Any control I had disappears when one of those amazing hands slips downward and the other travels upward, skimming over my nipple to rest around my throat.

Just as his fingertips graze my lower lips, his other hand tightens under my jaw.

Something between a gasp and a moan comes from me as he sets two fingers into my wet folds, firm on my clit, and adds the final hammer blow with his tongue tracing up my neck until he’s just below my ear.

A shudder passes through every bone and muscle, and I’m drowning in the fire erupting inside of me.

It’s magic how he manages to keep all of that going on and walk me forward into a shower big enough to fit a compact car. It’s encased in half-inch thick glass standing almost eight feet high with Carrera marble on the floor and a shower-head wall where two firehouse-sized shower heads are spraying.

Inside, the steam clouds around us, and he guides my steps below the flood water. I am in sensory overload, and I turn to melted butter against the hardness of everything about him.

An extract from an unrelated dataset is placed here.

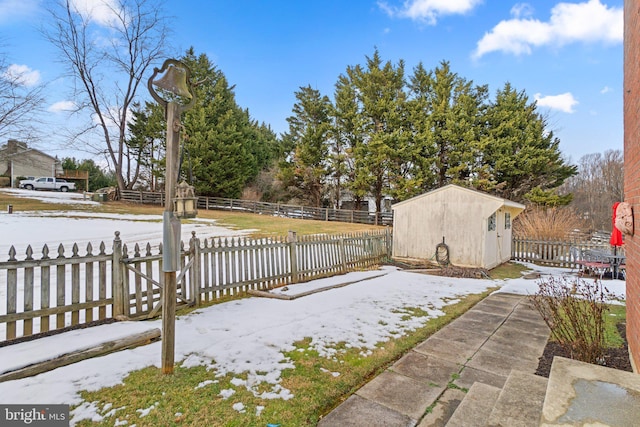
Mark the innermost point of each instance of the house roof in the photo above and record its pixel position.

His chest is against my back, his hand, still at my throat, only adding to the way my body is bending to the will of his other working fingers. He’s playing with me, exploring, and the tension I hear in his ragged breaths tells me just how much he wants to do exactly what he’s doing to me right now.

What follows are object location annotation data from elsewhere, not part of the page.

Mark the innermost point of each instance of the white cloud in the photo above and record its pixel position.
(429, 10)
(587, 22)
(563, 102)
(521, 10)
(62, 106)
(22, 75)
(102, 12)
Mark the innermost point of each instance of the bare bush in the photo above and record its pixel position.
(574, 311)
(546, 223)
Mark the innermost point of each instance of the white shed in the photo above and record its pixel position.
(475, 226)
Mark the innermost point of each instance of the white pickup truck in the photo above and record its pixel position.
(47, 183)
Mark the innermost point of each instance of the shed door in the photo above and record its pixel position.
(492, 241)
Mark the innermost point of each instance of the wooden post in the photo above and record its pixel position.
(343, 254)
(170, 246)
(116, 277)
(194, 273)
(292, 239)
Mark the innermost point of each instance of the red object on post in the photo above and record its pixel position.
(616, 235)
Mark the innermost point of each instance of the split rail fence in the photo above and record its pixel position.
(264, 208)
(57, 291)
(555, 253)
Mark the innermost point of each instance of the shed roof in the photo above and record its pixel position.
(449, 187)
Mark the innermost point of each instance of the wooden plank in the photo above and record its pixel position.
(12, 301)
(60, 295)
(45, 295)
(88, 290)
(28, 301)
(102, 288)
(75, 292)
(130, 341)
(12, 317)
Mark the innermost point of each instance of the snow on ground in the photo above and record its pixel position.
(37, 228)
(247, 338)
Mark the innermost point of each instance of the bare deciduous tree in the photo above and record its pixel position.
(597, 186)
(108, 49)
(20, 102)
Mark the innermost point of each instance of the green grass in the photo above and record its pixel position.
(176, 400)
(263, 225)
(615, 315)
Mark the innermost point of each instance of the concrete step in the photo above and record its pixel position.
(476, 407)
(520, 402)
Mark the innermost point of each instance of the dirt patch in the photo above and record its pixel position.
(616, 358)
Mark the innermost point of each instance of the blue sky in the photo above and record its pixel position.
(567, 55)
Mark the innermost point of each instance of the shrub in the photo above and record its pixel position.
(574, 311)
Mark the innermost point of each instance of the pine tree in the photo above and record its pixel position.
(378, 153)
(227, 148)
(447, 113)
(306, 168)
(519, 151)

“There is something about you.” He rumbles as the water engulfs me.

More lips, more fingers, more of everything, and I forget how to speak.

“Something deep inside of me tells me you’re mine. Mine to protect. Does that scare you?” It’s Beck again, the one that smiles and makes me feel like a girl in some parallel universe where Mom is home cooking roast beef and Dad is just getting home from a round of golf, and I’m normal.

The timbre of his voice sends a chill down my spine in spite of the near scalding shower coursing over me.

I nod and then shake my head. I don’t know the answer to his question. There is fear rising up in me now, yes. But there is also something stronger. Something that tells me to turn and cling to him with all my might and never let go.

The water is rushing in my ears, but I can still hear his dark laugh at my indecision.

“Good answer, babe. You should be scared, but you should also know, you’ll never have anyone care about you like I do. No one. I’ve been waiting for you.” As his words fill my ears, his massive hands slide to my hips and turn me to face him.

He raises my hands over my head and presses me against the glass. Darting hands move quickly downward, cupping my ass, lifting me up and around his waist with a gasp.

That little girl that always sat alone at the lunch table listening to Bobby Lewinski moo at her is screaming inside my head—hoping I’m not too heavy, or that he won’t notice the way my belly folds over on itself.

As if he’s reading my mind, he sinks his teeth into my shoulder, then glares at me with eyes that drown me with him.

“What are you thinking about? I can feel it . . . tell me.”

“I’m afraid you’ll drop me. I’m heavy.”

His fingers dig into my ass like claw hooks, lowers his face and bites down again, this time on the inside of my tit, and it shorts out any other thoughts with the raw pain.